The Cranleigh School Concert Series welcomed Jonathan Hennessy-Brown’s Santiago Quartet to the Emms Centre for a warmly received concert on 14th November. Jonathan was the one of the School’s finest ever ‘cellists and, since leaving Cranleigh and the RCM, has had a varied and highly successful professional career, including six years in Mexico. He formed the Santiago Quartet to play a mainly Latin-American repertoire and this concert programme was an extended version of their 2011 cd (Cubafilin Records) which garnered rave reviews in ‘Gramophone’ and elsewhere. Violinist Emma Blanco was also returning to the area, having been at Guildford High School before the RCM.
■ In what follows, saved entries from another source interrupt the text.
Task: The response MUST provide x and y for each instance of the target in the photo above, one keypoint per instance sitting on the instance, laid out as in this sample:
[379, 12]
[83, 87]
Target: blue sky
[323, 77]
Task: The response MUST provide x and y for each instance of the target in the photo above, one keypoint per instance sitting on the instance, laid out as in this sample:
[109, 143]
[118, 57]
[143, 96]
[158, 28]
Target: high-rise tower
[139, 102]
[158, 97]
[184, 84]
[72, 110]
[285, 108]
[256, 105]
The concert ended with Cuban composer and guitar virtuoso Leo Brouwer’s (b. 1939) Beatlerianas: haunting arrangements for guitar, quartet and bass. Those of us of a certain age (myself and AJG included) felt these nostalgia-soaked arrangments were really touching, as well as hugely pleasurable listening. Brouwer wrote each one in the style and language of various composers, including Bartok, Stravinsky and Hindemith. The guitarist was the world-renowned Cuban musician, Ahmed Dickinson Cardenas (who has already released five cd albums), whose attractively forthright tone and ping-on tuning blended and, where necessary, rode on top of, the texture of the quartet. The opening piece was also by Brouwer (who has something of a cult following), a substantial guitar quintet, the slow movement of which produced some especially beautiful viola playing from Suzanne Evans. This Brouwer piece was also played by these artists at the UK premiere of ‘Beatlerianas’ in 2011 in London, and can be seen on YouTube.
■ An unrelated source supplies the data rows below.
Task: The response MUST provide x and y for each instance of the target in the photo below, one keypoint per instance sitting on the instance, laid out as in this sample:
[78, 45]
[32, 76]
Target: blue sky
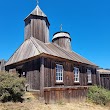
[88, 22]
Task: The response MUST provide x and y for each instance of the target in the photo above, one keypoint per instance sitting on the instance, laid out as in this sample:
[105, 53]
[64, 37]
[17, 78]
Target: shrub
[11, 87]
[99, 95]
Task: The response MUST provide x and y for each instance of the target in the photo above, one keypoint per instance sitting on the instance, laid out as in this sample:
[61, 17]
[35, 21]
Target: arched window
[59, 73]
[76, 74]
[89, 74]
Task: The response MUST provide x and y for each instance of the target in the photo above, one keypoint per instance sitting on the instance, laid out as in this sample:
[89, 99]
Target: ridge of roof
[34, 47]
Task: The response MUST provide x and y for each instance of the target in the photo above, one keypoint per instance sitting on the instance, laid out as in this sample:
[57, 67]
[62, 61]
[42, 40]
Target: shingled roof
[34, 47]
[38, 12]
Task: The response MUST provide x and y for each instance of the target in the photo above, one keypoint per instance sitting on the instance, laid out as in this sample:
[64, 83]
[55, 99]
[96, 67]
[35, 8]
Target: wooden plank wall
[63, 42]
[105, 81]
[32, 72]
[53, 95]
[68, 75]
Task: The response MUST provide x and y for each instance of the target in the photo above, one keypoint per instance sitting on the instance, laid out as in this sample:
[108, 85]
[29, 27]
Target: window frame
[89, 76]
[59, 73]
[78, 80]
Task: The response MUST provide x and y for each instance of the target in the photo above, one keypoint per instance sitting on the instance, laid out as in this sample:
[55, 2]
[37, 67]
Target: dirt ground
[36, 105]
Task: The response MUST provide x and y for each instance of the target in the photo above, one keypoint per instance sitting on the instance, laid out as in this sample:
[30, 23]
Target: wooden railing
[56, 94]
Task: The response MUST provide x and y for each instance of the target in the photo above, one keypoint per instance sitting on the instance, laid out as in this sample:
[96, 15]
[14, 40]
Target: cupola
[37, 25]
[62, 39]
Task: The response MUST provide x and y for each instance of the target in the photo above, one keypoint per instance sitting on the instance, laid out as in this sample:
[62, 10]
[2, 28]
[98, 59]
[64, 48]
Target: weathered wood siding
[105, 81]
[63, 42]
[68, 74]
[32, 72]
[37, 27]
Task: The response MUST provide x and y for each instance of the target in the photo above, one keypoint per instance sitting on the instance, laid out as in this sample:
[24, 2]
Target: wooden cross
[61, 27]
[37, 2]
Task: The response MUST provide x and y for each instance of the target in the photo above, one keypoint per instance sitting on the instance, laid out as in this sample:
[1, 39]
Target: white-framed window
[89, 74]
[59, 73]
[76, 74]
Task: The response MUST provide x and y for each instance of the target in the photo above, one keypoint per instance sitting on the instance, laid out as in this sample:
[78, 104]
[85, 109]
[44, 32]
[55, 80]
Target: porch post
[42, 77]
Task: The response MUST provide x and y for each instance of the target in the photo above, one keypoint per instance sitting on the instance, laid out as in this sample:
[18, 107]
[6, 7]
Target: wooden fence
[68, 94]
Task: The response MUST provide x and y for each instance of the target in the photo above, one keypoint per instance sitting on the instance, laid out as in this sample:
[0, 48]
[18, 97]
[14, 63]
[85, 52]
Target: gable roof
[38, 12]
[34, 47]
[103, 71]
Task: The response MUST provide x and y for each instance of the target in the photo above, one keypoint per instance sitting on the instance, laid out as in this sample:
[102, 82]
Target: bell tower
[37, 25]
Mr Carenas played an intimate solo (‘Muerte del Angel’) by Piazzolla in which the sheer variety of colour and texture he drew from the strings was amazing. Jonathan also gave us a solo: two improvisations, one reflecting a Speech Project he previously worked on, so that he accompanied his own reading of words about music by fellow musician Martin Hayes: the key word here was sincerity, a word that also was apt for Jonathan’s introductions to the music and his kind words about his teachers at Cranleigh, three or four of us being in the audience. Jonathan also gave fulsome praise to violinist Jeff Moore who took on all this rare and difficult repertoire from the original quartet member.
Also ripped (as they say) from the Santiango Quartet’s cd were the pieces they played by Alvarez and del Aguila. The latter is a Uruguayan composer who wrote his Presto II in Vienna as a mild satire on that city’s veneration of the quartet form, so that, as well as challengingly irregular rhythms, the performers have to knock the underside of the violin, bang the sound-board with the frog of the bow, stamp their feet and shout ‘hey’. No wonder the press of that dourest of European capital deemed the piece ‘not serious’ when a shorter version was part of the composer’s second quartet.
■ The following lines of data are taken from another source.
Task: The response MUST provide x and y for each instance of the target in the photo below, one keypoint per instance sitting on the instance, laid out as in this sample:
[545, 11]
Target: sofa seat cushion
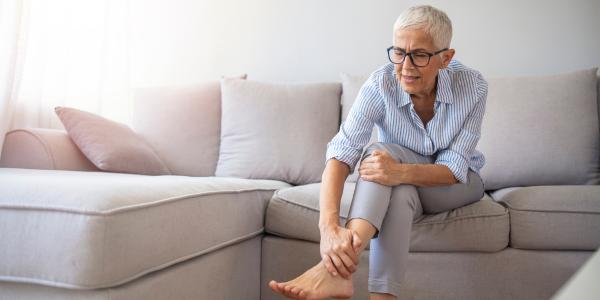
[86, 230]
[562, 217]
[482, 226]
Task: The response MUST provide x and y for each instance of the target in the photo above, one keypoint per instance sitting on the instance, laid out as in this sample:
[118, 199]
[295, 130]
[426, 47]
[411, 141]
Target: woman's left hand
[382, 168]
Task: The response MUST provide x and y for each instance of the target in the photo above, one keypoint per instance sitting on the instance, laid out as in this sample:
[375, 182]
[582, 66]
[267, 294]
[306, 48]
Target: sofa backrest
[182, 123]
[537, 129]
[541, 130]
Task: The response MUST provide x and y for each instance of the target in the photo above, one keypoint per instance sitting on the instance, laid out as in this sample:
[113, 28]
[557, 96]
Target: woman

Alvarez’s ‘Metro Chabacano’ (the renowned Mexican composer is a friend of Jonathan’s and expressed his delight on Facebook that his piece was being aired at Cranleigh) was commissioned to be played at a kinetic installation for a busy station on Mexico City’s frenetic subway system. This modern take on the ‘moto perpetuo’ tradition was played for three months on a continuous loop in the station, though Jonathan doubted that his friend Javier got the sort of royalties that might imply.
The only North American music featured was by the Jewish composer David Stock (born only three months after Leo Brouwer), the Spanish title of which fitted the bill nicely, ‘Suenos de Sefarad’ (Sefarad is an ancient Jewish name for Spain, the homeland of Sephardic Jews). In context this seemed another journey piece, as well as a conversation piece; Jonathan simply called it a ‘gorgeous piece’, with its eponymous dream-like quality spiced by semi-tone clashes.
This was a memorable evening in the lovely acoustic of the Emms Centre. I hope that the quartet will return soon and that Mr Carenas might be invited to give a solo concert, as there are many talented guitar players at Cranleigh who were unable to hear him in this busy school week.